I previously looked at x86 code generation quality and found that GCC does some interesting high-level optimisations but, in that case, any performance benefit was lost in poor quality code generation. In this article I’m going to look at ARM assembly instead.

Compiling the Fibonacci function in C from last time we obtain times ranging from 2.4s to 6.6s for fib(40) using –O2 to –O0. Interestingly, using –O3 actually worsens performance over –O2. As before, inspection of the generated assembly language shows that GCC employs nifty high-level optimisations when given the –O2 option.

The simplest implementation of our Fibonacci function in ARM assembly is perhaps:

fib:

cmp r0, #2

movlt pc, lr

stmfd sp!, {r1, r2, lr}

sub r1, r0, #2

sub r0, r0, #1

bl fib

mov r2, r0

mov r0, r1

bl fib

add r0, r0, r2

ldmfd sp!, {r1, r2, pc}

These 11 instructions are almost identical to the output generated by –O1 except we have been more frugal in order to avoid having to save and restore R3. This takes 3.9s to run.

Perhaps the most obvious optimisation is to inline the initial test (if n<2 then n else …) and then skip it when recursing:

fib2:

cmp r0, #2

bxlt lr

fib2i:

stmfd sp!, {r1, r2, lr}

sub r1, r0, #2

sub r0, r0, #1

cmp r0, #2

blge fib2i

mov r2, r0

mov r0, r1

cmp r0, #2

blge fib2i

add r0, r0, r2

ldmfd sp!, {r1, r2, pc}

This immediately reduces the time taken to 1.975, over 20% faster than any of the C solutions. So with very little effort we have written assembly by hand that is both shorter and faster than the assembly generated by GCC.

Let’s take a look at that high-level optimisation that GCC did. With –O2, GCC generates 17 instructions:

fib:

cmp r0, #1

stmfd sp!, {r4, r5, r6, lr}

mov r6, r0

ble .L4

mov r4, r0

mov r5, #0

.L3:

sub r0, r4, #1

bl fib

sub r4, r4, #2

cmp r4, #1

add r5, r5, r0

bgt .L3

and r6, r6, #1

.L2:

add r0, r5, r6

ldmfd sp!, {r4, r5, r6, pc}

.L4:

mov r5, #0

b .L2

This is equivalent to the following:

let rec loop(r4, r5, r6) =

r5 += fib(r4-1)

if r4>3 then loop(r4-2, r5, r6) else r5+(r6 & 1)

let fib(n) =

if n <= 1 then n else

loop(n, 0, n)

We can rewrite this high-level code in assembly by hand as 15 instructions:

fib3:

cmp r0, #1

bxle lr

stmfd sp!, {r1, r2, r3, lr}

mov r1, r0

mov r2, #0

mov r3, r0

loop:

sub r0, r1, #1

bl fib3

add r2, r2, r0

cmp r1, #3

subgt r1, r1, #2

bgt loop

and r3, r3, #1

add r0, r2, r3

ldmfd sp!, {r1, r2, r3, pc}

Furthermore, whereas the C code took 2.4s this hand-written assembly takes just 1.9s.
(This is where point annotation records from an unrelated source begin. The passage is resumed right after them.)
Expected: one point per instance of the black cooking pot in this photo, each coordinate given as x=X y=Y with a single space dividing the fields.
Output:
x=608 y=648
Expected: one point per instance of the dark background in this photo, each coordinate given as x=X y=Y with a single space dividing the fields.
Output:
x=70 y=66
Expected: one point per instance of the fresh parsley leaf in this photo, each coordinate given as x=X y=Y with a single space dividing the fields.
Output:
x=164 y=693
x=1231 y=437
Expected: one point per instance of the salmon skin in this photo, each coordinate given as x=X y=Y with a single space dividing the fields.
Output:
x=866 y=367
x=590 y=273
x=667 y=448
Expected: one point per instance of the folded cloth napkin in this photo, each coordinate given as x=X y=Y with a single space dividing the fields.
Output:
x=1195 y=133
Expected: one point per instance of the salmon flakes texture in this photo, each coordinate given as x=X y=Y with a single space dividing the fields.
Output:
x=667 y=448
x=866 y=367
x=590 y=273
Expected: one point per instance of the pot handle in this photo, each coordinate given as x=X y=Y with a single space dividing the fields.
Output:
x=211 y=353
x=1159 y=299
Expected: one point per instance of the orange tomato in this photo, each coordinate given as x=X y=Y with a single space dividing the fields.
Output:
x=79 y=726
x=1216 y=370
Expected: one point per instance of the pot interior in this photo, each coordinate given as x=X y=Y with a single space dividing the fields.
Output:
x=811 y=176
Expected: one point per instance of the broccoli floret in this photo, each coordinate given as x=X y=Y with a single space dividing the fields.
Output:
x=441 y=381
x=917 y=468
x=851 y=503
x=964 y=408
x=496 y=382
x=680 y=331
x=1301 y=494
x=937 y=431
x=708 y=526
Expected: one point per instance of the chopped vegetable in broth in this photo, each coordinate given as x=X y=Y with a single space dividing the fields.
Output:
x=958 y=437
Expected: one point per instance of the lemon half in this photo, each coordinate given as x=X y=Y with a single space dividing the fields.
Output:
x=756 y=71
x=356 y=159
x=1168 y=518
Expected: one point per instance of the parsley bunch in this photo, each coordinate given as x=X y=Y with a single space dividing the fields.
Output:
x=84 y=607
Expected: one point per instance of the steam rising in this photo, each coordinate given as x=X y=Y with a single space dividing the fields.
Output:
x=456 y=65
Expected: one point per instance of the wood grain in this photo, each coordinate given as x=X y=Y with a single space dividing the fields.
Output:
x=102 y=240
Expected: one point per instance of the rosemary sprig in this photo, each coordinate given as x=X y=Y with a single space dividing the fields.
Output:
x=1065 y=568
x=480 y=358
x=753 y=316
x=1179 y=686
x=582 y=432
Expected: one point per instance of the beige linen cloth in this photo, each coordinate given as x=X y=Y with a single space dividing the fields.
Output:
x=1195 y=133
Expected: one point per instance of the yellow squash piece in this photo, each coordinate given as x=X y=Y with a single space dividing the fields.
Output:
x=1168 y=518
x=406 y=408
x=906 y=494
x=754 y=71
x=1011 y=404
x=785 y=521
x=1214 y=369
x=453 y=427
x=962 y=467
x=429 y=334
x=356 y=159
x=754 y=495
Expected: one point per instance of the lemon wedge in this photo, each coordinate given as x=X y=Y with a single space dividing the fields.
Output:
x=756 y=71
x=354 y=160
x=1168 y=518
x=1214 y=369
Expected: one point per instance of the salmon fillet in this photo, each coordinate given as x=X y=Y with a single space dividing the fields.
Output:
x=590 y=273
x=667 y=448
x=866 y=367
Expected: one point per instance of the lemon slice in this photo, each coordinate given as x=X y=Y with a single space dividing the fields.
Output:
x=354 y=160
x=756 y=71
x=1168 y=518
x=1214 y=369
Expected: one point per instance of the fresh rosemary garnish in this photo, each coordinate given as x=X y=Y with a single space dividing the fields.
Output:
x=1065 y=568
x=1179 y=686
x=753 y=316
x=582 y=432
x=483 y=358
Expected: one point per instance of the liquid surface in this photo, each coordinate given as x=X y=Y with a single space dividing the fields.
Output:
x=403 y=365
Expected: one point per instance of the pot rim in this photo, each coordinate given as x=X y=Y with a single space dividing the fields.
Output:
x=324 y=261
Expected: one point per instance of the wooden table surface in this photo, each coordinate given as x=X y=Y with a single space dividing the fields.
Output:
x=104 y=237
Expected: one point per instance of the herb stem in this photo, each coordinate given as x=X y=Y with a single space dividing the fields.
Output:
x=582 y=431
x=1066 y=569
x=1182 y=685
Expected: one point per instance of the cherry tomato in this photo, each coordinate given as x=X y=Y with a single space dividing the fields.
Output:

This is probably because the assembly generated by GCC takes 8 instructions to implement the identity function when n<=1 whereas our solution takes just 2 instructions.

GCC’s choice of high-level optimisation is interesting. Looking at the problem, the most obvious high-level optimisation to me is inlining the recursive calls. This is particularly beneficial because it results to two identical calls to fib(n-3) in the general case and that common subexpression can be factored out. The following assembly does this and runs in just 38ms:

fib5:

cmp r0, #4

bge fib5mid

cmp r0, #2

moveq r0, #1

movgt r0, #2

bx lr

fib5mid:

stmfd sp!, {r1, r2, lr}

mov r1, r0

sub r0, r1, #4

bl fib5

mov r2, r0

sub r0, r1, #3

bl fib5

add r2, r2, r0

cmp r1, #3

sublt r0, r1, #1

addlt r0, r0, r2

blt fib5end

add r2, r2, r0

sub r0, r1, #2

bl fib5

add r0, r0, r2

fib5end:

ldmfd sp!, {r1, r2, pc}

So it seems the folklore wisdom that it is impossible to beat the assembly generated by a modern C compiler simply isn’t true, at least in this case.